Bouygues Telecom’s revenue remained stable in the second quarter at €1.1 billion, although it was down by one per cent to €2.2 billion in the first half of 2015. But the operator made a loss of €66 million in the first half of 2015, against a £5 million net profit in 2014 (a restated figure).

However parent Bouygues saw sufficient good news to revise upwards the operator’s full-year guidance: Ebitda is expected to rise to around €750 million in 2015, compared with €694 million in 2014 and the stable target announced on 13 May 2015. The target of €300 million of savings in 2016 versus end-2013 will be “significantly outstripped”.

The company also said its ongoing transformation strategy and network sharing with Numericable-SFR is likely to create non-current charges of around €200 million, which will impact operating profit.

The basis for the full-year revision is tight controls of costs and a strong commercial performance that saw its total mobile base increase by 160,000 in the three months to the end of June.
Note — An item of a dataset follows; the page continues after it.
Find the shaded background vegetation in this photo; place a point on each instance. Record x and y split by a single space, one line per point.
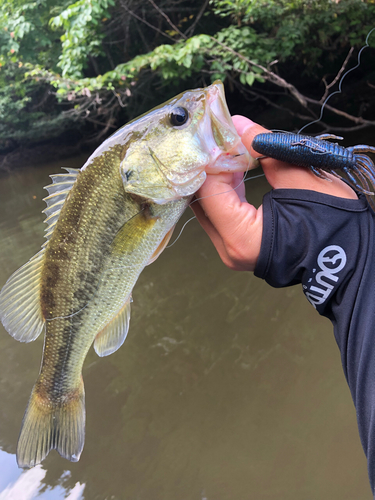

Its total base is 11.27 million. The operator has pushed hard to attract 4G customers, who now account for 42 per cent of the total base, or 4.1 million. 4G penetration was only 19 per cent at end-June 2014.

Rivals
The arrival of Free Mobile in France’s mobile market triggered harsh competition between the newcomer and the country’s three operators Orange, SFR and Bouygues Telecom.

Attempts at consolidation failed, leaving Bouygues Telecom to adopt a radical strategy last summer that involved job losses and a focus on 4G. This approach now seems to be making some progress.

At the group level, parent Bouygues saw a one per cent fall in first-half revenue to €15.1 billion. The loss attributable to the group (excluding extraordinary items) was €4 million, an improvement from €20 million in 2014 (a restated figure).